With a section taught by Chancellor Richard Englert, Why Care About College? examines student success, the evolution of higher education and the challenges institutions face today.
Photo by Ryan S. Brandenberg
Higher education has many purposes: to teach, to encourage critical thinking, to foster collaboration and research, to prepare students for future careers, to provide public services, to create community and to help students explore the world around them.
Because of this breadth, higher education's role in society is both essential and complex. The College of Education and Human Development now offers a class focused entirely on exploring that role, with an honors section taught by University Chancellor and former president Richard Englert.
“My earlier focus when I first arrived at Temple University was on the politics of education, especially how education and American society are in a dynamic interaction,” Englert said. “This course was eventually a natural outgrowth of my interest in how higher education and the broader society continually shape each other.”
Originally offered only as a GenEd U.S. Society course in 2015, the course is now offered with an Honors section. However, the principle behind it remains the same.
The course’s syllabus is made up of three parts. The first focuses on best practices for learning; the second on how higher education institutions are founded, evolve, and operate, with Temple University as an example; and the third on current issues in higher education such as academic freedom, free speech, tenure, AI, rankings, college structures, and, ultimately, whether college is worth it.
The first part of the course is built on the concept of “deep reading,” which involves closely reading a text of any kind, but especially physical, paper books and papers. For that reason, most course readings are printed out for the students, and many of students take notes by hand.

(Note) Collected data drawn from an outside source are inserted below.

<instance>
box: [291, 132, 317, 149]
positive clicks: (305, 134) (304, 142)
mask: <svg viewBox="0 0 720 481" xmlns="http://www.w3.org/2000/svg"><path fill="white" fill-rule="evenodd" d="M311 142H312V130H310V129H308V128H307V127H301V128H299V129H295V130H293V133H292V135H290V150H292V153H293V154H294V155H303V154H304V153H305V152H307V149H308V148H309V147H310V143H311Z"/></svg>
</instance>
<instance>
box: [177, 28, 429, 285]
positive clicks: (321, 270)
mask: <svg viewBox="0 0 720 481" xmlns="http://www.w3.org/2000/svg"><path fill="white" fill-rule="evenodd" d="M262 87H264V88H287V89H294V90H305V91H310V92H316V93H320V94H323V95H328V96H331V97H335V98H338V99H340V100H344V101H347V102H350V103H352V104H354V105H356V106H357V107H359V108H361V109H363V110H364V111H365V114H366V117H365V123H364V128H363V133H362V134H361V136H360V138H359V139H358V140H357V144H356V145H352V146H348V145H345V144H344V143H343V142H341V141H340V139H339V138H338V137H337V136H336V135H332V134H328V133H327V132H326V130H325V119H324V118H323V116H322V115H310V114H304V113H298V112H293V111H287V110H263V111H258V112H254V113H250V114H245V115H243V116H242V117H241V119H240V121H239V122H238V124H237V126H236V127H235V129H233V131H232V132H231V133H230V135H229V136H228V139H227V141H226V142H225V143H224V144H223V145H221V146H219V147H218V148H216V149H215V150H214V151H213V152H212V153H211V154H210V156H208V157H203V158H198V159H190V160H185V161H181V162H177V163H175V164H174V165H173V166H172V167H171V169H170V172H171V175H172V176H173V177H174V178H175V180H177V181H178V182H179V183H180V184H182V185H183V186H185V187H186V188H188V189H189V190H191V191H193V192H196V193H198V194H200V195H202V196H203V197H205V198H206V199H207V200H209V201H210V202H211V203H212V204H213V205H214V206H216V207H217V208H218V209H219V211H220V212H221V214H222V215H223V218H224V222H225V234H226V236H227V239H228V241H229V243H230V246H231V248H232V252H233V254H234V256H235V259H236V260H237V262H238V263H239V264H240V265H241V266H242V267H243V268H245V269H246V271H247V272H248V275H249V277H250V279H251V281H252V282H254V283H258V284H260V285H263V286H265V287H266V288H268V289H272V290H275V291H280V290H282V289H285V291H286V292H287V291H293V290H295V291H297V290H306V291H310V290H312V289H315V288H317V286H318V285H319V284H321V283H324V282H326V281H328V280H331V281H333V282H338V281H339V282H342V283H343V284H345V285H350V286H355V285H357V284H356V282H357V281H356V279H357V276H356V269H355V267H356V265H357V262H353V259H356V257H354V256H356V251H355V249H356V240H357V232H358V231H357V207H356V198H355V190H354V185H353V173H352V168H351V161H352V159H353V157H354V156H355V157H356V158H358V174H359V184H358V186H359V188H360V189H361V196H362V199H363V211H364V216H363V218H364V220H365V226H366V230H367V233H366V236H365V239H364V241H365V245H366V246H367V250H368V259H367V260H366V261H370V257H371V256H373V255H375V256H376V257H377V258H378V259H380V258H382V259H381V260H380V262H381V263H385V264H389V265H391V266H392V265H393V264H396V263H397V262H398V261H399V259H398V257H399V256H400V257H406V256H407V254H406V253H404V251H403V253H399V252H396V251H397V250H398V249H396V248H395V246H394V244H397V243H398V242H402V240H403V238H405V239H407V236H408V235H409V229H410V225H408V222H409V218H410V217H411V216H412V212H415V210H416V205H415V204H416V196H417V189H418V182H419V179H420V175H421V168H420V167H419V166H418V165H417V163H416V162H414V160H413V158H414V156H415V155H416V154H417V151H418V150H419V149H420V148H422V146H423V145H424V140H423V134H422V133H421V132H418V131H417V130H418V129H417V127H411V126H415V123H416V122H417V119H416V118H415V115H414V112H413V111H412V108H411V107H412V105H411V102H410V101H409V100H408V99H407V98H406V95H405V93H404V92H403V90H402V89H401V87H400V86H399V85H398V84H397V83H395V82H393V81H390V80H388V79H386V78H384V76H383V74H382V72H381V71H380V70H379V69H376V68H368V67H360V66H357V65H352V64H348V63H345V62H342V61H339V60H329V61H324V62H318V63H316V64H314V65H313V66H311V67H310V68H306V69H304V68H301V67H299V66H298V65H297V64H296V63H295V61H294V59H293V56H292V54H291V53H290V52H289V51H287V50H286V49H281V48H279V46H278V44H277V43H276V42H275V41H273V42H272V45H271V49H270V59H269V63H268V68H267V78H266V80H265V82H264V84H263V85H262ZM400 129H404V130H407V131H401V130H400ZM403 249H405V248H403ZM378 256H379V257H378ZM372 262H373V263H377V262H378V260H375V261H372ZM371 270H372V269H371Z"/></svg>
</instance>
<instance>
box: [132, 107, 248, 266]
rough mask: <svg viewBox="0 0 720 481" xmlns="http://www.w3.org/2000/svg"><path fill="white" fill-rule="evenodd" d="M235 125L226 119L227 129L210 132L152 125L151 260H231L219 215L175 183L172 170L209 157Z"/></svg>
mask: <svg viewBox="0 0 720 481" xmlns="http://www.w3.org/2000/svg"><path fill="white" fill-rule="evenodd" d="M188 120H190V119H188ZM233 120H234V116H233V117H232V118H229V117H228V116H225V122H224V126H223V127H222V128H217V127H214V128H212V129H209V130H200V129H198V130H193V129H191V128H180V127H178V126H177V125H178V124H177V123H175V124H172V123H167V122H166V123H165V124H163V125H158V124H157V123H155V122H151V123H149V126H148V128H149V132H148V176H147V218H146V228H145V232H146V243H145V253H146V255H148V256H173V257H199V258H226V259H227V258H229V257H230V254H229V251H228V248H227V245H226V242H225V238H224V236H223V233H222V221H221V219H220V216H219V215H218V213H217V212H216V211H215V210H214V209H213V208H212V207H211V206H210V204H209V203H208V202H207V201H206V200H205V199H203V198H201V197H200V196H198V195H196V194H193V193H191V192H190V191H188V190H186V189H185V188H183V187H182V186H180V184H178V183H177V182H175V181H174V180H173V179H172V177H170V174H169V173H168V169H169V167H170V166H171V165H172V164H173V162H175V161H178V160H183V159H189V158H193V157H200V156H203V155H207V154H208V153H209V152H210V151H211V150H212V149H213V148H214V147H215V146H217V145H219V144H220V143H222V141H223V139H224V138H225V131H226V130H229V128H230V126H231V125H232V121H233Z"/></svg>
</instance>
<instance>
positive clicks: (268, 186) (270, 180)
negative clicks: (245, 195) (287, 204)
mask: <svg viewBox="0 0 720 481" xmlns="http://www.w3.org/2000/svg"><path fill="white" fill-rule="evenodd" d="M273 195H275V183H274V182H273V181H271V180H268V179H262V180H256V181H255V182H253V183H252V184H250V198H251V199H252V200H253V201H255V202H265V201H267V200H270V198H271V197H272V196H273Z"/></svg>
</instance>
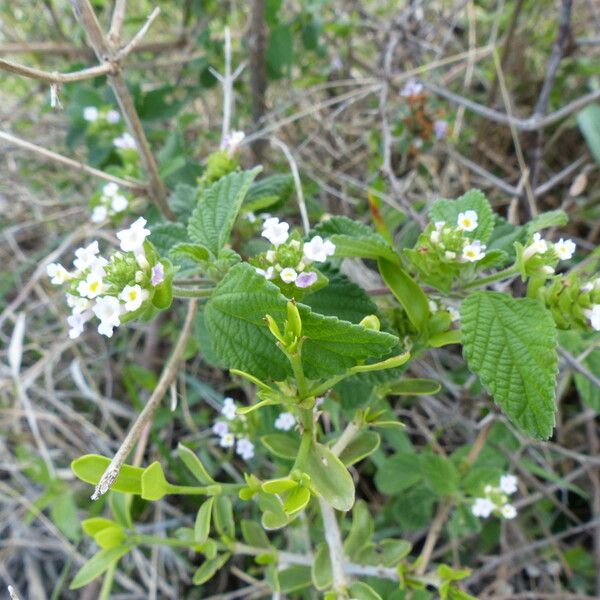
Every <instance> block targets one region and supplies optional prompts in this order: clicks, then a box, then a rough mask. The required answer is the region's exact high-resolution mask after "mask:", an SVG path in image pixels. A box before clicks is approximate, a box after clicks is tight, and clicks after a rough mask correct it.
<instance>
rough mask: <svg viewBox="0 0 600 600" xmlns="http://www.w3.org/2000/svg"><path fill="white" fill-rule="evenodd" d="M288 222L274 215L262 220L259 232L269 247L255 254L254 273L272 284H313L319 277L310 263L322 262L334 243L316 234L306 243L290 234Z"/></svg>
mask: <svg viewBox="0 0 600 600" xmlns="http://www.w3.org/2000/svg"><path fill="white" fill-rule="evenodd" d="M289 229H290V225H289V223H286V222H284V221H280V220H279V219H278V218H277V217H269V218H267V219H266V220H265V221H264V223H263V228H262V235H263V237H265V238H267V239H268V240H269V241H270V242H271V244H272V245H273V248H271V249H270V250H268V251H267V252H265V253H264V254H263V255H261V256H259V257H256V259H255V261H254V262H255V263H256V264H255V268H256V272H257V273H259V274H261V275H262V276H263V277H265V278H266V279H269V280H273V281H275V282H276V283H279V282H281V283H282V284H287V285H290V286H294V287H295V288H299V289H306V288H309V287H311V286H313V285H314V284H315V283H316V282H317V280H318V279H319V274H318V272H317V271H316V270H313V269H311V268H310V267H311V265H312V264H313V263H320V262H325V261H326V260H327V259H328V258H329V257H330V256H333V255H334V254H335V244H334V243H333V242H331V240H324V239H323V238H322V237H321V236H320V235H317V236H315V237H313V238H312V239H311V240H310V241H309V242H304V243H303V242H301V241H300V240H299V239H296V238H294V237H293V236H290V233H289Z"/></svg>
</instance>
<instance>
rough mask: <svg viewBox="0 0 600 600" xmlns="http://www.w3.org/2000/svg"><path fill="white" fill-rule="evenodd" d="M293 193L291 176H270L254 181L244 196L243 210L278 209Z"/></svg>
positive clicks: (279, 207)
mask: <svg viewBox="0 0 600 600" xmlns="http://www.w3.org/2000/svg"><path fill="white" fill-rule="evenodd" d="M293 191H294V179H293V177H292V176H291V175H270V176H269V177H264V178H263V179H261V180H260V181H255V182H254V183H253V184H252V185H251V186H250V189H249V190H248V193H247V194H246V199H245V200H244V205H243V208H244V210H246V211H249V212H257V211H264V210H266V209H267V208H270V209H271V210H272V209H273V208H275V207H277V208H280V207H281V206H282V205H283V204H285V202H287V200H288V199H289V197H290V196H291V195H292V192H293Z"/></svg>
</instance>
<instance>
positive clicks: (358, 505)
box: [344, 500, 375, 560]
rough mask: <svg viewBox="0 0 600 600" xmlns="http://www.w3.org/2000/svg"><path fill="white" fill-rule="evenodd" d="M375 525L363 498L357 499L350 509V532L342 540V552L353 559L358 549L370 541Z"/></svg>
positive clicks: (370, 540) (367, 506)
mask: <svg viewBox="0 0 600 600" xmlns="http://www.w3.org/2000/svg"><path fill="white" fill-rule="evenodd" d="M374 530H375V526H374V523H373V517H371V513H370V512H369V505H368V504H367V503H366V502H365V501H364V500H357V501H356V504H355V505H354V508H353V509H352V525H351V527H350V533H349V534H348V535H347V536H346V539H345V540H344V552H345V553H346V554H347V555H348V556H349V557H350V558H352V559H353V560H356V555H357V553H358V552H359V551H360V549H361V548H362V547H363V546H364V545H365V544H367V543H369V542H370V541H371V538H372V537H373V532H374Z"/></svg>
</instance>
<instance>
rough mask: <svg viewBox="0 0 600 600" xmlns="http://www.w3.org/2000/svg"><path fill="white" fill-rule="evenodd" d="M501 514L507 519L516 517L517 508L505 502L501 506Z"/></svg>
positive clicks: (500, 512) (503, 516) (513, 518)
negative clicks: (501, 506) (515, 507)
mask: <svg viewBox="0 0 600 600" xmlns="http://www.w3.org/2000/svg"><path fill="white" fill-rule="evenodd" d="M500 514H501V515H502V516H503V517H504V518H505V519H514V518H515V517H516V516H517V509H516V508H515V507H514V506H513V505H512V504H505V505H504V506H503V507H501V508H500Z"/></svg>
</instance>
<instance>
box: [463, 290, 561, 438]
mask: <svg viewBox="0 0 600 600" xmlns="http://www.w3.org/2000/svg"><path fill="white" fill-rule="evenodd" d="M460 320H461V335H462V343H463V346H464V355H465V358H466V359H467V363H468V364H469V368H470V369H471V370H472V371H473V372H475V373H477V375H479V377H480V379H481V381H482V383H483V385H484V386H485V387H486V388H487V389H488V390H489V391H490V393H491V394H492V396H493V397H494V400H495V401H496V402H497V403H498V405H499V406H500V407H501V408H502V410H503V411H504V412H505V413H506V415H507V416H508V417H509V418H510V419H511V421H513V422H514V423H515V424H516V425H517V426H518V427H520V428H521V429H522V430H523V431H524V432H525V433H528V434H529V435H531V436H533V437H536V438H542V439H546V438H548V437H550V435H552V429H553V427H554V413H555V411H556V406H555V402H554V388H555V380H556V373H557V367H558V357H557V354H556V344H557V340H556V329H555V326H554V321H553V320H552V317H551V315H550V313H549V312H548V311H547V310H546V309H545V308H544V307H543V306H542V304H540V302H538V301H537V300H532V299H529V298H511V297H510V296H508V295H506V294H500V293H497V292H477V293H475V294H472V295H471V296H469V297H468V298H467V299H466V300H465V301H464V302H463V303H462V307H461V317H460Z"/></svg>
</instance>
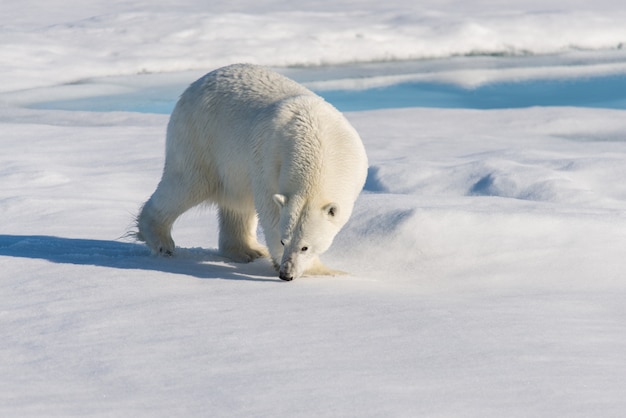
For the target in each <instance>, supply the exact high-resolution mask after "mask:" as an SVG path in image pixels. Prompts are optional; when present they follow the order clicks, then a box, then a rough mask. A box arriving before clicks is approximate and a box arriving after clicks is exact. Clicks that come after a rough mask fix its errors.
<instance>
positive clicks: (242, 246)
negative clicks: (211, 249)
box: [219, 207, 269, 263]
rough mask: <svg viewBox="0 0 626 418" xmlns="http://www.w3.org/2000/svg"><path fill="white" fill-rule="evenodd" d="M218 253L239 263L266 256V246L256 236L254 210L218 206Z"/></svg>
mask: <svg viewBox="0 0 626 418" xmlns="http://www.w3.org/2000/svg"><path fill="white" fill-rule="evenodd" d="M219 221H220V237H219V248H220V253H221V254H222V255H223V256H224V257H227V258H230V259H231V260H233V261H236V262H239V263H248V262H250V261H253V260H256V259H257V258H261V257H268V256H269V252H268V251H267V248H265V247H264V246H263V245H261V244H259V242H258V241H257V238H256V226H257V218H256V212H254V210H252V211H238V210H233V209H230V208H224V207H220V208H219Z"/></svg>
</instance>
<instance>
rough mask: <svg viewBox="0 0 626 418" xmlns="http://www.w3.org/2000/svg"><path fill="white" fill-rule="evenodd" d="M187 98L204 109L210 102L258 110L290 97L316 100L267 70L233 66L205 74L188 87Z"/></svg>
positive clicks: (227, 67) (223, 67)
mask: <svg viewBox="0 0 626 418" xmlns="http://www.w3.org/2000/svg"><path fill="white" fill-rule="evenodd" d="M186 95H192V96H196V97H195V98H196V99H199V100H201V101H202V102H203V104H205V105H206V104H209V103H208V101H211V102H220V104H221V105H224V104H225V103H229V104H234V105H237V104H245V106H246V107H247V108H260V107H266V106H269V105H272V104H274V103H276V102H278V101H281V100H283V99H286V98H289V97H294V96H301V95H311V96H315V93H313V92H312V91H310V90H309V89H307V88H306V87H304V86H302V85H300V84H298V83H296V82H295V81H293V80H291V79H289V78H287V77H285V76H283V75H280V74H278V73H276V72H274V71H272V70H270V69H268V68H266V67H262V66H258V65H252V64H233V65H229V66H227V67H222V68H219V69H217V70H214V71H212V72H210V73H208V74H206V75H205V76H204V77H202V78H200V79H199V80H197V81H196V82H195V83H193V84H191V86H189V88H188V89H187V91H186V92H185V93H183V96H186ZM192 100H193V99H192Z"/></svg>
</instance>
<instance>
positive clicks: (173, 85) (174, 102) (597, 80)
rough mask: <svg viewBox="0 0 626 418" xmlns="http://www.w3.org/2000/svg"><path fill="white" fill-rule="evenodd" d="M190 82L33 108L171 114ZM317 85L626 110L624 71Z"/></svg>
mask: <svg viewBox="0 0 626 418" xmlns="http://www.w3.org/2000/svg"><path fill="white" fill-rule="evenodd" d="M190 81H193V80H190ZM186 86H187V84H176V85H172V84H169V85H163V86H158V85H157V86H154V85H153V86H149V87H141V88H137V89H136V90H135V91H131V92H125V93H122V94H110V95H95V96H91V97H83V98H78V99H76V98H74V99H64V100H51V101H43V102H39V103H35V104H31V105H30V106H29V107H32V108H38V109H62V110H87V111H131V112H145V113H163V114H169V113H170V112H171V111H172V109H173V108H174V105H175V103H176V100H177V99H178V97H179V95H180V94H181V93H182V91H183V90H184V89H185V88H186ZM313 90H314V91H316V93H318V94H319V95H321V96H322V97H324V98H325V99H326V100H327V101H328V102H330V103H332V104H333V105H335V106H336V107H337V108H338V109H339V110H341V111H359V110H373V109H388V108H403V107H434V108H465V109H504V108H521V107H531V106H577V107H596V108H608V109H626V75H612V76H600V77H586V78H584V77H579V78H569V79H564V80H554V79H543V80H542V79H537V80H531V81H520V82H494V83H488V84H485V85H481V86H478V87H475V88H465V87H461V86H458V85H454V84H445V83H434V82H405V83H398V84H391V85H387V86H384V87H376V88H365V89H335V90H329V89H316V88H315V87H313Z"/></svg>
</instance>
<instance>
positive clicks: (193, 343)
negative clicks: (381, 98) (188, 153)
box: [0, 0, 626, 417]
mask: <svg viewBox="0 0 626 418" xmlns="http://www.w3.org/2000/svg"><path fill="white" fill-rule="evenodd" d="M83 3H85V2H78V1H65V0H64V2H63V3H61V2H58V4H56V5H57V6H58V7H52V6H54V5H55V2H52V3H50V2H47V3H46V7H43V5H42V4H41V3H40V2H37V1H33V0H30V1H23V2H19V4H18V3H14V2H3V3H1V4H0V16H3V18H4V19H3V22H2V23H0V40H1V41H0V76H1V77H2V78H3V81H4V83H3V84H2V86H1V87H0V90H1V92H2V94H1V95H0V103H1V105H0V125H1V130H2V140H1V141H2V150H3V151H2V153H0V213H1V214H2V223H1V224H0V225H1V229H0V330H1V331H0V338H1V340H2V343H1V344H0V376H2V377H0V415H2V416H20V417H38V416H46V417H67V416H94V417H99V416H103V417H104V416H129V415H132V416H145V417H148V416H150V417H152V416H229V417H238V416H240V417H248V416H271V417H291V416H359V417H369V416H371V417H379V416H398V417H400V416H480V417H490V416H493V417H501V416H513V417H515V416H580V417H588V416H604V417H611V416H615V417H618V416H623V415H624V413H625V412H626V389H625V388H624V385H623V379H624V376H625V375H626V354H625V353H626V307H625V305H624V303H623V301H624V300H625V297H626V283H625V282H624V280H623V276H624V275H623V271H624V270H625V268H626V261H625V259H624V256H623V253H624V249H625V248H626V185H625V184H624V182H623V179H624V178H626V118H624V111H623V110H608V109H590V108H576V107H550V108H548V107H531V108H522V109H500V110H488V111H486V110H469V109H429V108H409V109H382V110H373V111H362V112H350V113H347V114H346V116H347V117H348V118H349V119H350V121H351V122H352V123H353V124H354V126H355V127H356V128H357V130H358V131H359V132H360V134H361V136H362V137H363V140H364V143H365V146H366V149H367V151H368V155H369V159H370V170H369V176H368V181H367V184H366V187H365V190H364V192H363V193H362V195H361V197H360V198H359V201H358V202H357V205H356V207H355V213H354V214H353V216H352V218H351V220H350V222H349V223H348V225H347V226H346V227H345V228H344V229H343V230H342V232H341V233H340V234H339V236H338V237H337V239H336V241H335V243H334V244H333V246H332V247H331V249H330V250H329V252H328V253H327V254H325V256H324V260H325V261H326V262H327V264H329V265H330V266H332V267H335V268H338V269H341V270H346V271H349V272H350V273H351V274H350V275H347V276H338V277H333V278H319V277H310V278H302V279H298V280H296V281H294V282H290V283H284V282H281V281H280V280H278V279H277V278H276V273H275V272H274V271H273V269H272V268H271V266H270V264H269V262H268V261H266V260H260V261H257V262H254V263H251V264H247V265H240V264H234V263H230V262H229V261H228V260H226V259H223V258H221V257H220V256H219V254H218V253H217V251H216V247H217V221H216V217H215V210H214V209H213V208H198V209H195V210H192V211H190V212H189V213H187V214H185V215H184V216H183V217H182V218H181V220H180V221H179V222H177V224H176V225H175V230H174V238H175V239H176V241H177V244H178V255H177V256H176V257H174V258H171V259H162V258H157V257H153V256H151V255H150V252H149V251H148V250H147V249H146V248H145V246H143V245H141V244H137V243H134V242H132V241H131V240H128V239H125V238H124V235H125V233H126V232H127V231H128V229H129V228H131V227H132V223H133V218H134V215H135V214H136V212H137V210H138V208H139V206H140V205H141V203H142V202H143V201H144V200H145V199H146V198H147V197H148V196H149V195H150V193H151V192H152V191H153V190H154V187H155V186H156V184H157V182H158V180H159V176H160V172H161V169H162V164H163V146H164V130H165V125H166V123H167V115H159V114H149V113H134V112H85V111H62V110H54V109H47V110H41V109H32V108H28V107H26V106H27V105H28V106H30V105H31V104H34V103H39V102H41V103H43V102H49V101H53V100H57V99H59V98H67V97H76V96H80V97H93V96H98V95H101V94H105V93H106V94H109V93H115V94H123V93H128V92H132V91H135V90H137V89H141V88H144V87H145V88H153V87H155V86H159V85H163V86H165V87H163V88H164V89H169V88H170V87H171V86H172V85H174V84H177V83H183V82H186V81H185V80H187V79H190V80H189V81H191V78H192V77H195V76H196V75H198V74H201V73H203V72H205V71H208V70H209V69H212V68H215V67H217V66H220V65H223V64H227V63H230V62H234V61H240V60H245V61H252V62H257V63H261V64H268V65H273V66H298V65H299V66H305V68H295V67H290V68H283V71H284V72H286V73H288V74H292V75H295V76H296V78H298V79H300V80H303V81H306V82H308V83H319V84H318V85H321V86H323V85H324V83H327V84H326V86H327V87H328V86H331V87H333V88H336V86H340V87H344V88H345V87H348V88H361V87H362V86H363V85H360V84H359V82H364V83H365V84H368V83H373V84H376V85H383V84H393V83H396V82H398V81H403V80H405V79H406V78H409V79H411V80H422V79H426V78H428V79H429V80H431V81H432V80H439V81H441V80H445V81H447V82H453V83H457V84H459V85H465V86H476V85H482V84H485V83H489V82H493V81H494V80H496V81H498V80H500V81H501V80H502V79H506V80H518V79H523V80H527V79H532V78H536V77H548V78H550V77H555V78H560V77H577V76H581V75H585V76H589V75H594V74H604V75H606V74H617V75H619V74H624V73H625V72H626V71H625V70H624V63H625V62H626V60H625V59H624V52H623V49H620V48H621V47H620V45H621V44H622V43H623V42H624V41H625V40H626V32H625V29H624V25H623V21H624V17H625V12H626V11H625V10H624V9H623V7H622V6H621V5H620V4H619V3H617V2H615V1H608V0H600V1H596V2H594V3H593V5H591V6H590V5H589V3H588V2H583V1H568V0H559V1H553V2H550V4H546V2H527V1H512V2H506V3H502V4H500V3H499V2H486V1H483V0H472V1H469V2H467V1H466V2H458V3H457V2H453V1H449V2H435V1H426V2H421V3H420V7H419V8H418V7H416V6H413V3H411V2H408V1H401V0H395V1H394V0H392V1H388V2H384V3H381V2H378V1H376V2H374V1H369V0H368V1H363V2H356V1H346V2H341V3H339V2H329V1H319V2H310V3H307V4H304V5H300V4H297V3H295V2H285V1H278V0H277V1H270V0H265V1H263V0H261V1H256V2H249V1H246V0H240V1H234V2H230V1H229V2H221V1H218V2H216V3H215V5H213V6H211V8H207V7H206V6H204V3H202V2H199V1H197V0H195V1H194V0H187V1H182V2H177V5H176V6H175V7H174V6H170V5H169V4H168V2H158V1H156V2H145V1H141V0H133V1H107V2H103V1H91V2H87V3H88V4H86V5H84V4H83ZM580 49H584V51H581V50H580ZM478 52H479V53H481V54H490V55H493V54H499V55H514V56H513V57H493V56H480V57H474V56H472V55H474V54H476V53H478ZM518 54H530V56H522V57H518V56H517V55H518ZM456 55H462V56H461V57H456ZM453 56H454V57H453ZM415 58H419V59H420V60H422V61H417V62H403V63H383V64H381V63H373V61H380V60H400V59H415ZM430 58H437V60H430ZM356 62H369V63H370V64H368V65H366V66H364V67H360V66H359V65H357V64H355V63H356ZM318 64H333V66H330V67H324V68H321V69H320V68H317V69H315V68H309V67H307V66H311V65H318ZM340 64H341V65H340ZM363 68H364V69H363ZM361 71H363V72H364V73H365V75H366V77H365V79H363V78H362V77H361V74H362V72H361ZM141 72H150V73H153V74H150V75H148V76H137V75H136V74H137V73H141ZM146 80H148V81H146ZM359 80H360V81H359ZM142 83H145V84H143V85H142ZM333 83H334V84H333ZM138 84H139V85H138ZM368 85H371V84H368ZM168 86H169V87H168ZM78 90H79V91H78Z"/></svg>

Readings range from Ken Bains’ book What the Best College Students Do to excerpts from a U.S. Supreme Court case.
“I enjoyed reading What the Best College Students Do,” said Gwyneth Calatan, a nursing major from Hatfield, Pennsylvania, who recommends the book to any college student. “It really showed me a different perspective on how I should manage myself as a college student and in life in general.”
Each class begins with a review of the previous week’s material and a brief lecture on the assigned readings. Then students are broken into small groups to discuss the readings and their takeaways while Englert visits each group to pose questions, ask the students’ opinions and prompt discussion.
One topic of lectures and discussions in this course has been the rise of AI usage in contemporary classrooms. Aligned with the readings about deep reading, the students learned about the dangers that accompany the conveniences of using language learning models like ChatGPT to complete school assignments.
“AI is a big part of our world, and learning about how it is affecting our own cognitive thinking as students was shocking,” said Brett Bascones, a first-year early elementary education major from Worcester, Massachusetts.
Bascones also said the content of this course intersected perfectly with both her life as a student and as a future educator.
“I wanted to learn more about why universities do what they do, as well as more depth on the importance of getting a higher education,” she said. “I honestly wish that every student in the university could take this course.”
Englert contends that his sort of base-level appreciation for the function and value of higher education in American culture is essential but missing from the educational field and public discussion at large.
“My belief was and continues to be that students and the general public need a better understanding of the multiple roles college has in American life,” Englert said. “Classes like this could be the solution.”